- Born: 1969 (age 55–56)

Academic background
- Alma mater: University of Wales, Lampeter

Academic work
- Discipline: Religious studies; Islamic studies
- Institutions: University of Cardiff

= Sophie Gilliat-Ray =

British university teacher

Sophie Gilliat-Ray (born 1969) is a British academic of religious studies, specialising in Islam, chaplaincy and religion in public life.
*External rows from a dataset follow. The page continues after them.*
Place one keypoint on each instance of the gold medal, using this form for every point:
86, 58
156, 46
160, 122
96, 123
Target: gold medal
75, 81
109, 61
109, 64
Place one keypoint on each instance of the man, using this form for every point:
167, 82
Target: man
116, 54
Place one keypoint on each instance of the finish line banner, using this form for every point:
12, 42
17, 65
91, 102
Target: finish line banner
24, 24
She is Professor of Religious and Theological Studies and Director for the Centre for the Study of Islam in the UK at Cardiff University.

== Career ==
Gilliat-Ray studied Religious studies and interfaith studies at the University of Wales, Lampeter, where she completed her PhD 'Perspectives on the Religious Identity of Muslims in Britain' in 1994. From 1994 until 1997 she was a research fellow in the department of sociology at the University of Warwick, and in 1998 at the University of Exeter. Since 1998 she has worked at Cardiff University, where she was promoted to professor in 2013. She is the director of the Centre for the Study of Islam in the UK.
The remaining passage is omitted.